Shell minute, thin, semi-transparent, pink, rather loosely coiled, with a wide umbilicus. Whorls 3, strongly convex, a little flattened on shoulder, protoconch rather flattened. Spire variable in height, the shoulder not present in tall shells, but flattened and cut in at sutures in squat shells (holotype intermediate). Sutures false margined. Sculpture of growth lines only, becoming prominent around the large, deep, circular umbilicus. Aperture oval, peristome continuous, nearly completely separated from body whorl, only slightly thickened, The outer lip is not retracted. Colour uniform pale pink, protoconch white. Fresh shells are purplish-black owing to the colour of the visceral mass.

Animal: (Taurikura Bay). Cephalic tentacles long, not tapering, bluntly pointed, colourless, eyes at outer bases of tentacles. Snout short, bilobed. Foot with a mucous slit in posterior half. No opercular tentacles. Eyes and snout remain beneath transparent edge of shell.

Operculum: (Off Mayor Island). Thickened, slightly curved, muscle insertion area opaque, extensive, marginal area rather narrow and clear. Peg rather long and narrow, solid, white. Sculptured with faint spirals and weak growth lines.

Radula: Central rather small for genus, with two very strong basal processes, cusps 1 + 1 + 1, central cusp strong. Lateral 1 + 1 + 2, the cusp small. Inner marginal with 5 moderately strong denticles; outer marginal finely serrate, with broad basal portion.

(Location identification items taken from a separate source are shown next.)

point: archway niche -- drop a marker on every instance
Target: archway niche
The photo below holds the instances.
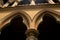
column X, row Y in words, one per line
column 15, row 30
column 49, row 28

The species measures 0.95 mm by 0.73 mm. Shells of E. puniceomacer are subglobose.

==Taxonomy==

The species was first described by Winston Ponder in 1965, who used the name Eatoniella (Caveatoniella) puniceomacer, and defined the species as the type species for the subgenus Caveatoniella. The holotype was collected Tryphena Bay, Great Barrier Island at an unknown date prior to 1965, and was formerly held by the Auckland War Memorial Museum, but has been missing since at least 1996.

==Distribution and habitat==

The species is endemic to New Zealand, found on the coast of the North Island (typically to the north-east), as well as Great Barrier Island, Manawatāwhi / Three Kings Islands and King Bank. The species tends to be found in shallow water, but can be found at a depth of up to 805 m below sea level.